For me, there are three key questions:


How did we get here? Why are levels of child poverty in Latin America so high compared to other groups in the population? This gives you a focus in terms of policy. My provisional answer is that it is to do with many factors relating to the lifecycle of families etc. But one key contributory factor is that governments for a long time have not seen children and families as a key audience for social protection. There has been more focus on workers in informal employment.

What should governments focus on now? The answer to the first question gives clues. Government has to have innovative policies that improve the prospects of children and their capacity to develop as human beings in the future. There has been progress with governments now starting to do this. 
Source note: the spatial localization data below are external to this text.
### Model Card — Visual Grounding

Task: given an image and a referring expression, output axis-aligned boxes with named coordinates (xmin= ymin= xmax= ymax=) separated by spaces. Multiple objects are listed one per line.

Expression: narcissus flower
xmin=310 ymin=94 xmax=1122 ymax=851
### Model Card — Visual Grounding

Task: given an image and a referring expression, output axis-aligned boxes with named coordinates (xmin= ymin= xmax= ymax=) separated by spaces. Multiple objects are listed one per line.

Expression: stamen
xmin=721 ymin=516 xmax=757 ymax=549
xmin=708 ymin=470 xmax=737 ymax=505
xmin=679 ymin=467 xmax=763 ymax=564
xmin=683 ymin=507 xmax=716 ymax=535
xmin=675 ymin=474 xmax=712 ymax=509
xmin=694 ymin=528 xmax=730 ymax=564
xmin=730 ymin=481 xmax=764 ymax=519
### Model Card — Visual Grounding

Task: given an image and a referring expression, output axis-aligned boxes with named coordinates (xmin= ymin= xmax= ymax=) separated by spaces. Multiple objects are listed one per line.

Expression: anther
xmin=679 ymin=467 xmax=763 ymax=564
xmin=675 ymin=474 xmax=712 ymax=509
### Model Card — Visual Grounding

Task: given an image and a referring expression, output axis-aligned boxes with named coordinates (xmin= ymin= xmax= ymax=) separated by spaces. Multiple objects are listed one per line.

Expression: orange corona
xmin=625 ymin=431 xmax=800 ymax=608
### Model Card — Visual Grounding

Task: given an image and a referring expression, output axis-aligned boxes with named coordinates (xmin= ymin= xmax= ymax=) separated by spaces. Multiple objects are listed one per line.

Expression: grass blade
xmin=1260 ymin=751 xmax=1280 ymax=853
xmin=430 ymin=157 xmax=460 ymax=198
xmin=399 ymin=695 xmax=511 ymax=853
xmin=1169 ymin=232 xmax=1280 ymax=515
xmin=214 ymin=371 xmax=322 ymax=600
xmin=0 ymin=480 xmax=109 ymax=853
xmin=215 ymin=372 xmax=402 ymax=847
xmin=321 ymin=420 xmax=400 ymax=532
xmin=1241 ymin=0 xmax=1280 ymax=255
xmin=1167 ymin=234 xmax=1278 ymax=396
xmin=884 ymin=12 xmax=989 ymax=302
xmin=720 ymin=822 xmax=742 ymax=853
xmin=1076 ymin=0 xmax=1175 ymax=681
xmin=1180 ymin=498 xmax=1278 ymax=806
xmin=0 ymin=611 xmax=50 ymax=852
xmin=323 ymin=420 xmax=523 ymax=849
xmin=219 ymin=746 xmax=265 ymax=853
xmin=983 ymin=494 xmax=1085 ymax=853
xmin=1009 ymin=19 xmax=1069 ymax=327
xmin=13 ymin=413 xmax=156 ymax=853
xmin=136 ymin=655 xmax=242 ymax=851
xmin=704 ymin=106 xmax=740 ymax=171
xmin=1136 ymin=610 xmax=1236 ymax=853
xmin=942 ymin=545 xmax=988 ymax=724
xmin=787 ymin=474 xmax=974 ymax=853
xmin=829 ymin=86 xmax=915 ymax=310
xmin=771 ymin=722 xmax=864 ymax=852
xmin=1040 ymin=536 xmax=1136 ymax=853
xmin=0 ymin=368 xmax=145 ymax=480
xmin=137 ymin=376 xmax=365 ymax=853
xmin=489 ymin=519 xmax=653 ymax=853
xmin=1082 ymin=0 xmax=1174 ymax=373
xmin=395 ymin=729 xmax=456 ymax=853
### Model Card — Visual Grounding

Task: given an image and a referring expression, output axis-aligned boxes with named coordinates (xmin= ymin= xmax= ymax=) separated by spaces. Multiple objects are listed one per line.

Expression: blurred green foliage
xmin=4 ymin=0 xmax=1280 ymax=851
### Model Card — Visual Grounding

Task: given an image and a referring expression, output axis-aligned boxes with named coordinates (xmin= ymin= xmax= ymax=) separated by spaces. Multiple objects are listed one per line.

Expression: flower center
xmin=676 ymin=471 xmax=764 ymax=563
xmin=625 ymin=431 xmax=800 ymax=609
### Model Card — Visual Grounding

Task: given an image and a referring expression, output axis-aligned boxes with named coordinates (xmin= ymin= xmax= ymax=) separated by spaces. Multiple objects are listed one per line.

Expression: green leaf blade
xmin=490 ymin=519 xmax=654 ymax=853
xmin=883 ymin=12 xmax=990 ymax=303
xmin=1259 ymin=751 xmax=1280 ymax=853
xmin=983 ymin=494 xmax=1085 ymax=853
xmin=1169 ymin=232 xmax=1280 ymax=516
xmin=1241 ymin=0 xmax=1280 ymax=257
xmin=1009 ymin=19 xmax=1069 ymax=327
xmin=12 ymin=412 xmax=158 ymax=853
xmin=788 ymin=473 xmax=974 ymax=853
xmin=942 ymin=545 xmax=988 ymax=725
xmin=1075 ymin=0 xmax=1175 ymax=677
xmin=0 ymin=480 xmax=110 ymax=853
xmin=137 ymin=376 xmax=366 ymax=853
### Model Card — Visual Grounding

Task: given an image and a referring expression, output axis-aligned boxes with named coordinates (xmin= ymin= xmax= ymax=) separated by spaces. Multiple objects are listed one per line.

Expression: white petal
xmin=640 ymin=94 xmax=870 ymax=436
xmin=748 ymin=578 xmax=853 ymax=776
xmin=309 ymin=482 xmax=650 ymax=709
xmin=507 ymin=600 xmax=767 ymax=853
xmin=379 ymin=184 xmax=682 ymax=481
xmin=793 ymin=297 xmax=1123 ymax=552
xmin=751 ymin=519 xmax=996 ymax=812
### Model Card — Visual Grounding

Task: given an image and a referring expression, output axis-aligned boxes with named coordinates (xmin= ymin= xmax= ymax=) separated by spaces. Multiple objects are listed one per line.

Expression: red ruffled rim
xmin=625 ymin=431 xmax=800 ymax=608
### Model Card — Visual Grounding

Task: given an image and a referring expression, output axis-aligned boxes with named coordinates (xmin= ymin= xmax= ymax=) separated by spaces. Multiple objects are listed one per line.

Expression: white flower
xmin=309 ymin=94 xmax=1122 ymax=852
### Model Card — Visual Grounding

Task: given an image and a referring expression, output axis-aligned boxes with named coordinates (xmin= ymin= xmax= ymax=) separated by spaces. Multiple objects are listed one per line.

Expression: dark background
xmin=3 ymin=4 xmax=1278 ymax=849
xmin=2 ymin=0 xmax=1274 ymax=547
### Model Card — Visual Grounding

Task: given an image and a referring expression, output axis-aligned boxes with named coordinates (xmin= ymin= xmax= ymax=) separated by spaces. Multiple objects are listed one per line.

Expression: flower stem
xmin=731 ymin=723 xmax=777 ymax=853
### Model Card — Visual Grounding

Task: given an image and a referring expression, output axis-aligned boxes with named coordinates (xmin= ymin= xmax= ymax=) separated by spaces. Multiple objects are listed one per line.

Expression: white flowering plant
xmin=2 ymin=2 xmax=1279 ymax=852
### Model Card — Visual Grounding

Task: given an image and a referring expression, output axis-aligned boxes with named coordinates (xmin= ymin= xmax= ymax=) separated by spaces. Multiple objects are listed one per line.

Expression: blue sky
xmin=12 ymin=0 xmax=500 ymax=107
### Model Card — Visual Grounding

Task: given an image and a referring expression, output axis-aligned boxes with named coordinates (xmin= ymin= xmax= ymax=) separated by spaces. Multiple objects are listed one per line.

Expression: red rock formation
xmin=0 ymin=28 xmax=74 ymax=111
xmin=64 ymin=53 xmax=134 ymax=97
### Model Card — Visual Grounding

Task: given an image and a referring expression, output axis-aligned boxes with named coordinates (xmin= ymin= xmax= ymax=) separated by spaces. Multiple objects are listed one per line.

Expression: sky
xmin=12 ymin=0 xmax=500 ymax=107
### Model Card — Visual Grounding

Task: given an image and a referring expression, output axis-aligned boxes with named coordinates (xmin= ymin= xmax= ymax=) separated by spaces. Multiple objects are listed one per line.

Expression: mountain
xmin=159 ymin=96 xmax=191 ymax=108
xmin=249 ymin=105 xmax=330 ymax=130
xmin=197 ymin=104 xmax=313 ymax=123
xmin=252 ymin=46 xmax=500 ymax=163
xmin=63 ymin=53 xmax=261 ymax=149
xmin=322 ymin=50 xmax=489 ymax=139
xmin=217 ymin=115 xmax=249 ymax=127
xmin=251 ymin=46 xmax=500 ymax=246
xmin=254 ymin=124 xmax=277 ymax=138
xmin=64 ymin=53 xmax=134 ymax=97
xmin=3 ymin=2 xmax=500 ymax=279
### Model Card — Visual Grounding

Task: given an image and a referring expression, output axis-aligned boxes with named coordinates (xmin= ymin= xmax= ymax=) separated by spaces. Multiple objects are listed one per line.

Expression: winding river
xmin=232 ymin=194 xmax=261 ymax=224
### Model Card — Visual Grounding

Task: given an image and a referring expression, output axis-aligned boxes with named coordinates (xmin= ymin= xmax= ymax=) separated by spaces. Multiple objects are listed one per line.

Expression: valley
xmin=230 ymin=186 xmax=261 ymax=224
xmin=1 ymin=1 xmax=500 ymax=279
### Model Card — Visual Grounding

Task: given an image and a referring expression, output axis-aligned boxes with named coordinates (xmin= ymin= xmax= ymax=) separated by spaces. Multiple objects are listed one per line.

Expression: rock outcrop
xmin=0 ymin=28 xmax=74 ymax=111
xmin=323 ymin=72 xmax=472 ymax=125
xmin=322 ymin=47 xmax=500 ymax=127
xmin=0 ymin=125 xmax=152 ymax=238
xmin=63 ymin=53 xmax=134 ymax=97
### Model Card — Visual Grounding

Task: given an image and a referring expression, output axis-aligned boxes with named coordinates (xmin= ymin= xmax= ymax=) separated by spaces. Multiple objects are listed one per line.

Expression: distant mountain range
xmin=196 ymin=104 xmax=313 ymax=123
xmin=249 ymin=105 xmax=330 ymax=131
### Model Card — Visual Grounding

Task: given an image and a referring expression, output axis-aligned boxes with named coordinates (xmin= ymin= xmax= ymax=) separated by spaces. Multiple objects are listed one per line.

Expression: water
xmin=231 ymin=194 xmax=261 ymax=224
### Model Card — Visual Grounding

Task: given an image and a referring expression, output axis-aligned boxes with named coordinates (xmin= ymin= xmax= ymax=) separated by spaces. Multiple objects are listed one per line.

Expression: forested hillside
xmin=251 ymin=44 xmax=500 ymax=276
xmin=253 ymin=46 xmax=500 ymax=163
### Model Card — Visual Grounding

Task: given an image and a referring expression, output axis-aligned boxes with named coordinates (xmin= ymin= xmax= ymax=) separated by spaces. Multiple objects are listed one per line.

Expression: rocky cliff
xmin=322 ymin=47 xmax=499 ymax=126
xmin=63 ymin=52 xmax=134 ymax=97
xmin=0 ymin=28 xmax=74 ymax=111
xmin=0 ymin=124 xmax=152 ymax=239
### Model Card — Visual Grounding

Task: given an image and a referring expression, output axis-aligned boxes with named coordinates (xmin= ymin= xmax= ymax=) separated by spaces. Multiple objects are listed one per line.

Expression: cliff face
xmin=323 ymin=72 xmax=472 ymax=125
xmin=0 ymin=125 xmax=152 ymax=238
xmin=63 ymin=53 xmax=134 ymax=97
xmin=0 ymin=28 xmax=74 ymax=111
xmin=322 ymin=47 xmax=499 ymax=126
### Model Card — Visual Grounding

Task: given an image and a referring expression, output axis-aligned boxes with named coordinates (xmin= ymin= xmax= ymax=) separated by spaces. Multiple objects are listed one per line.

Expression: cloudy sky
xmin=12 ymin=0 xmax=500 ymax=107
What is the final stage we want to reach? The answer, to me, should be that our society is more inclusive of different groups in the population. There should not be a distinction based on where families are located but we should try to cater for all of them. We want a more inclusive and equal society in terms of the inequalities all people currently face. Tackling the prospects of children can enable us to get to this future point

And so, please tell us your parting thoughts?

I'm not a geographer or urban planner but I would say, we are where we are. It would have been ideal if cities were planned from the beginning. But that is not the case. So rather than have a radical solution that changes everything, we need to see how we will progressively to change cities and make them more inclusive.

My first ever job doing mapping of informal settlements to get the information to provide people with land titles. Over a period of 40 to 50 years I have seen areas where people live with no water or electricity in my home town in Chile and where some people lived with very simple small wooden constructions - sometimes made of second hand materials and metal etc - they now have water electricity and proper infrastructure and they are in a very different situation.

So rather than think we are going to change everything and erase it and start again, it is more a matter of how you can accelerate the process that would happen naturally; how you can improve it and how you can pay more attention to people living in these communities from the start. But, it happens. It does finally happen.